In school we all learned that there are four primary taste receptors on the tongue – salty, sweet, sour and bitter. Recently a fifth type of receptor has been identified and accepted (by whatever organisation makes such decisions). These receptors react to glutamate salts and produce a pleasant, savoury taste named umami. Garum, a fermented fish sauce was used by the ancient Romans and is high in glutamate salts. The Chinese add Chinese leek and cabbage with chicken soup, and Italians combine Parmesan cheese on tomato sauce with mushrooms. The umami taste sensation of those ingredients mixed together surpasses the taste of each one alone. Foods naturally high in umami are Marmite, mother’s milk, fish, shellfish, cured meats, vegetables (e.g., mushrooms, ripe tomatoes, Chinese cabbage, and spinach), green tea and fermented and aged products (e.g., cheeses, shrimp pastes, soy sauce, etc.) Wikipedia has a good discussion of umami.

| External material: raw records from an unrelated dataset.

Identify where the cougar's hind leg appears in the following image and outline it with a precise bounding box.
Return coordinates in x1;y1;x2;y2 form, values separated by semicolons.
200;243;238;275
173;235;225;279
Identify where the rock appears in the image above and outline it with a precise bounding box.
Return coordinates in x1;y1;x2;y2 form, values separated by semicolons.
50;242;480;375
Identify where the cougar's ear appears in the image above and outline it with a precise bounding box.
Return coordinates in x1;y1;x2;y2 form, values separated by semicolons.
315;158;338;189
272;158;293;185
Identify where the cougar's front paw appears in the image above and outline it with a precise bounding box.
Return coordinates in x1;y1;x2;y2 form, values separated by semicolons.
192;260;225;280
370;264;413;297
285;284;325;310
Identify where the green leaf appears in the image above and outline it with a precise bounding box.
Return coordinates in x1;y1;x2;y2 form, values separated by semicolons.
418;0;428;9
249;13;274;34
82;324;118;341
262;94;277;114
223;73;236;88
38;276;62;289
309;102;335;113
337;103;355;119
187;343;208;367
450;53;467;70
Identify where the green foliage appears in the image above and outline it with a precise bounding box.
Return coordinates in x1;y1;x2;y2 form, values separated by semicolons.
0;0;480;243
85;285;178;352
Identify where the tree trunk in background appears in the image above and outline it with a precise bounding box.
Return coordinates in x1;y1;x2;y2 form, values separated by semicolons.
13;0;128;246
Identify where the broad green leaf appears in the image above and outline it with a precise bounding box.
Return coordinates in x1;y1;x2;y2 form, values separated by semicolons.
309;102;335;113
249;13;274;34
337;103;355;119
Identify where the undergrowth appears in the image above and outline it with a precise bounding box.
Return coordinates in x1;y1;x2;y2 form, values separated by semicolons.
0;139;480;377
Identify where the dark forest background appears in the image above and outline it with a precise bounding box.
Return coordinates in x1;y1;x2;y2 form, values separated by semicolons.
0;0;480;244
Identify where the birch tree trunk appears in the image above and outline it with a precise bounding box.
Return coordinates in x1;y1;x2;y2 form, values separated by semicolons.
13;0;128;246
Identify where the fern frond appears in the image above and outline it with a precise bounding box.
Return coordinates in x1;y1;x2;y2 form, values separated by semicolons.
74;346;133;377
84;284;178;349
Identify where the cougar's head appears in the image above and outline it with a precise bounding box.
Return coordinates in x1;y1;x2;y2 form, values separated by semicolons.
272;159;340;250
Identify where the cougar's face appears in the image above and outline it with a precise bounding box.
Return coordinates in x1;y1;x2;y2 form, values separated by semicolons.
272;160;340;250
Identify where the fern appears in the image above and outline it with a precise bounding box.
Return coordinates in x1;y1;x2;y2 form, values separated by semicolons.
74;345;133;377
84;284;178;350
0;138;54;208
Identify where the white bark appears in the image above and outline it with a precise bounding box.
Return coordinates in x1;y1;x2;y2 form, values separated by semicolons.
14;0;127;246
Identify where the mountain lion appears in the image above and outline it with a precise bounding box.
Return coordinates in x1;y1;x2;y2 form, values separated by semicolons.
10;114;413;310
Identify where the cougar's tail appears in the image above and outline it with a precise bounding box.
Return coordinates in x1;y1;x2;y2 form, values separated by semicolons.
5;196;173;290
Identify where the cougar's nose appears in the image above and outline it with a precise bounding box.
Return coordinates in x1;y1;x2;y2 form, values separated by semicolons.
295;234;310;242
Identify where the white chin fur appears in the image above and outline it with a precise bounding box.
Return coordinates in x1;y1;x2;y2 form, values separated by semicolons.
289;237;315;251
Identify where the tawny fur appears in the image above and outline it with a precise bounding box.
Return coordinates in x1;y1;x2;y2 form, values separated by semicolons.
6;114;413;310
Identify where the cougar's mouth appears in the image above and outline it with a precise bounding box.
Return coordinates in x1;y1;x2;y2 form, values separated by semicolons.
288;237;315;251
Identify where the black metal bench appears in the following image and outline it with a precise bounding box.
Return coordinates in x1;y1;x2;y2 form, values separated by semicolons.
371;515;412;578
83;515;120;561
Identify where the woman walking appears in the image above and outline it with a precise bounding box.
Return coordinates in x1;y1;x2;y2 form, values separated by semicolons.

MSG gets a bad rap in the western world. The MSG brouhaha started in 1968 when Dr. Ho Man Kwok published an article about ‘Chinese Restaurant Syndrome (CRS)’. From this article, many people jumped on the anti-MSG bandwagon. Self reported negative physical reactions to eating it include headache, seizures, asthma, and depression. See this site for the argument against consumption of glutamic acid (http://www.advanced healthplan.com/msgstudy.html). They claim that 25% of people have negative reactions to MSG.

Two lines of reasoning lead me to conclude that MSG, as normally consumed, is no more harmful than sugar or salt. Research results in Australia and America report that less than 1% of the population has negative, transient reactions to MSG ( http://en.wikipedia.org/wiki/Monosodium_glutamate ). This conclusion was based on properly designed, properly conducted and properly analysed research. Secondly, as Jeffrey Steingarten, the great American Vogue writer noticed: “If MSG is bad for you, why doesn’t everyone in China have a headache?” MSG is used daily in China, Japan and Thailand and has been for centuries. Are Asian and western physiologies so different that MSG doesn’t affect Asians but is dangerous to the rest of the world?

My advice is, unless you’ve experienced CRS in the past or have been clinically tested for sensitivity, don’t stress about MSG and enjoy the fifth pillar of Thai cuisine.